O embaixador "dormiu sobre o telegrama", como se diz na linguagem tradicional do MNE. Só no dia seguinte respondeu, enviando um curto telegrama em que fazia uma indireta alusão ao facto de ter sido o próprio ministro a subscrever o texto: "Telegrama de V. Exa. nº "tal" foi lido por mim com a atenção que a sua origem justificava e com a consideração que o seu conteúdo merecia".
Conhecidas as relações entre os dois subscritores, ficava claro o que a "consideração" expressa pelo embaixador significava. Porém, no plano estritamente formal, o texto estava "blindado", isto é, dele não se poderia, necessariamente, inferir qualquer propósito menos respeitoso.

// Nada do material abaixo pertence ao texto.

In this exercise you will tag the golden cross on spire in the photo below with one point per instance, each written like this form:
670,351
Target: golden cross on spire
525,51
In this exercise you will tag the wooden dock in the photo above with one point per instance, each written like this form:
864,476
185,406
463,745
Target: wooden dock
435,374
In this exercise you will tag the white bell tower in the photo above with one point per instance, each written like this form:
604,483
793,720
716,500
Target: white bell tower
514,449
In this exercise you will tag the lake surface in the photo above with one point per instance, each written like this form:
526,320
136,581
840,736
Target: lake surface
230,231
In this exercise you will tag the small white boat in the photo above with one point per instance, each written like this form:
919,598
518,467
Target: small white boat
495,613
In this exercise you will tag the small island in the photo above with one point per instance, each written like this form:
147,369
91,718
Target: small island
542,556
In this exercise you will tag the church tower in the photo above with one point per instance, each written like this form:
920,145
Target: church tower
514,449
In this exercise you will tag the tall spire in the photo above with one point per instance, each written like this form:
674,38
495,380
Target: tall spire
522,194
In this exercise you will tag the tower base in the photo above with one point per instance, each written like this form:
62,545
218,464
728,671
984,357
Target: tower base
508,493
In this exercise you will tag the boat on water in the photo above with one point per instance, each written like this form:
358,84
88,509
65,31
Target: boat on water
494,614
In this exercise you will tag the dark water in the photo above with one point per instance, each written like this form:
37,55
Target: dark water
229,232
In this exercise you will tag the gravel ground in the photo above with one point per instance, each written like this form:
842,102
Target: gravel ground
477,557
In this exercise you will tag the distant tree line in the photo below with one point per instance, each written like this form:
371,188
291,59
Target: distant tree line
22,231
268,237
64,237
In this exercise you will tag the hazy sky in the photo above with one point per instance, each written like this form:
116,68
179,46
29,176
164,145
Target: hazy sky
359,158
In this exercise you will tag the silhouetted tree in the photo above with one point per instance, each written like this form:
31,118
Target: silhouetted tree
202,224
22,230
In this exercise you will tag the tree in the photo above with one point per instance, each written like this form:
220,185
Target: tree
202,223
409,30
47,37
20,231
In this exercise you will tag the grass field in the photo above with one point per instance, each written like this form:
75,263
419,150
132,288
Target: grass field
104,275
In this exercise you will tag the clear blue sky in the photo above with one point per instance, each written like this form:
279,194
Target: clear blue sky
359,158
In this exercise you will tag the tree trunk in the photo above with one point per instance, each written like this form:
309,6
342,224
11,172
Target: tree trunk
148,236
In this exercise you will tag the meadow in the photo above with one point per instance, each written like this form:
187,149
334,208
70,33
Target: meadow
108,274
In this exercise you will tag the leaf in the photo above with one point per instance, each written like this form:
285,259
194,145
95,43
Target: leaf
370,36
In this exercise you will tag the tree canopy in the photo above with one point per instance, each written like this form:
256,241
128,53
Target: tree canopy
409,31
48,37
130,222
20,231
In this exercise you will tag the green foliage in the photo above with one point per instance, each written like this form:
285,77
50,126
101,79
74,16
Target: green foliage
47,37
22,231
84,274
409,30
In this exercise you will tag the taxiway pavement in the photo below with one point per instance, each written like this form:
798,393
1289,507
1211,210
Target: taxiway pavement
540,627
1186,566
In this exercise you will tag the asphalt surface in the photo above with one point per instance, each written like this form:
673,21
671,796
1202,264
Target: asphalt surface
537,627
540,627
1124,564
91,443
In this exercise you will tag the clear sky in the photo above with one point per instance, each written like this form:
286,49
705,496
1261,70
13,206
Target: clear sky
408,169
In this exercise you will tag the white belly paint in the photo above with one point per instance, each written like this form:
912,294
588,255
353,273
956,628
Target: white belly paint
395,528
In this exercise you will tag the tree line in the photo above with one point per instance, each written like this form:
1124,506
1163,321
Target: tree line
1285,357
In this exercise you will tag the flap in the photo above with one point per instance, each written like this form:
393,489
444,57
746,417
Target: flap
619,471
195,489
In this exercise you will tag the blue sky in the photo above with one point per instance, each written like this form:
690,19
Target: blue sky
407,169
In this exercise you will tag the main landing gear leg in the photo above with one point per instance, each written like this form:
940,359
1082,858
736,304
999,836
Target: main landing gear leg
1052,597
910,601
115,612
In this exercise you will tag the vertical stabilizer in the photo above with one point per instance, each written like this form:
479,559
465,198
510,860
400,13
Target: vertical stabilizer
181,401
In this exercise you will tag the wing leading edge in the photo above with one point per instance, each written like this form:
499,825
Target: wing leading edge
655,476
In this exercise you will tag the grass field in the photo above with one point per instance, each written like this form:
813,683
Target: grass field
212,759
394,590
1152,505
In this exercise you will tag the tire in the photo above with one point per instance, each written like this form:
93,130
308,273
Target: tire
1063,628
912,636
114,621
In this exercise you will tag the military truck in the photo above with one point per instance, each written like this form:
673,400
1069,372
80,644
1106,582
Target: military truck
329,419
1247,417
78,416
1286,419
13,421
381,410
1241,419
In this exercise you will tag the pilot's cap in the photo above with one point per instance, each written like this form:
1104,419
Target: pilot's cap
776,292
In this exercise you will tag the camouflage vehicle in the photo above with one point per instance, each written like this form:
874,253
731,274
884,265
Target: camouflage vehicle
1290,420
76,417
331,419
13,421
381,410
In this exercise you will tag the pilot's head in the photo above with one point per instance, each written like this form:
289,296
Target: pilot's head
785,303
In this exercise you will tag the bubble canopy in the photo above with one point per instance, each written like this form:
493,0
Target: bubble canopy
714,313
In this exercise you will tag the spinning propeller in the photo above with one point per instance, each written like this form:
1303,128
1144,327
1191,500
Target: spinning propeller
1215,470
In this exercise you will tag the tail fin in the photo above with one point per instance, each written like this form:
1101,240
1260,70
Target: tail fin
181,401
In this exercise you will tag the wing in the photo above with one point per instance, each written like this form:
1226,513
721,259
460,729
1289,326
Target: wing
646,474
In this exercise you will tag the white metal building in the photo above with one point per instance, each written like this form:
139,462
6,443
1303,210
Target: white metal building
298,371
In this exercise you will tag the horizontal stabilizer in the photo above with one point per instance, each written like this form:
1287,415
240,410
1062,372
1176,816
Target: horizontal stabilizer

De qualquer forma, vários diplomatas mais antigos, conhecedores do rigor dos humores do ministro, ficaram à espera de ver surgir, como reação, o conhecido texto que indicia a retirada do embaixador do local de trabalho: "É Vexa chamado em serviço, sem regresso ao posto".
Porém, nada aconteceu. O embaixador continuou em funções. O ministro não terá tido a coragem ou, o que é mais provável, continuava a não ter a possibilidade de se "ver livre" dele. Tempos depois, viria a acontecer precisamente o contrário: o ministro viria a abandonar o lugar, sem honra nem glória. E foi o embaixador quem se "viu livre" do ministro. É a vida!
8 comentários:
Estas histórias são deliciosas, mas para alguém como eu, que nunca teve nada a ver com os meandros da diplomacia, criam graves problemas: quem serão os "artistas" nelas referidos?!
Pois...
Creio ter servido na mesma Missão em que isto se passou, com Vexa como Chefe dessa mesma Missão. Quanto ao ex-Ministro, vai perorando de quando em quando, por ali e por acolá, entre negócios por aqui e além mar.
Foram tempos divertidos (por essas razões que aqui nos recorda), embora de muito trabalho. Muito, mas redentor.
E depois da "queda" do Ministro, seguiu-se a "doçura" de uma Ministra.
Heitor, o ministro é certamente o pai de uma estudante de medicina que, espero, seja agora uma competente clínica.
Senhor Embaixador Francisco Seixas da Costa,
O Ministro que aqui refere é a prova de que até um diplomata que, tendo ocupado o lugar cimeiro do MNE, saiu em circunstâncias desagradáveis, pode partir da ocidental praia do 3º andar e "por mares nunca antes navegados" forjar uma nova carreira.
Com os melhores cumprimentos,
Henrique Souza de Azevedo
mural da estória: é mais fácil cair um governo que despedir um funcinário público.
Falta mencionar que o dito embaixador tinha a "cobertura" do então PR. Ser-lhe-ia dificil proceder assim, sem "danos" na carreira se tal facto não estivesse em cima da mesa. Atacar um Ministro sem apoios institucionais de qualquer tipo seria um acto muito mais corajoso. Tal como foi, a atitude esteve sempre devidamente "almofadada".
a) F.M. Silva
Pois pode o F.M Silva ter a certeza que o embaixador em causa em nada estava "almofadado" pelo então PR. Se acaso isso fosse verdade - e todo o MNE sabe que assim não foi - teria esse embaixador sido, tempos antes, afastado pelo ministro do posto onde estava colocado? A história que convém nem sempre é a verdadeira. E mais não digo.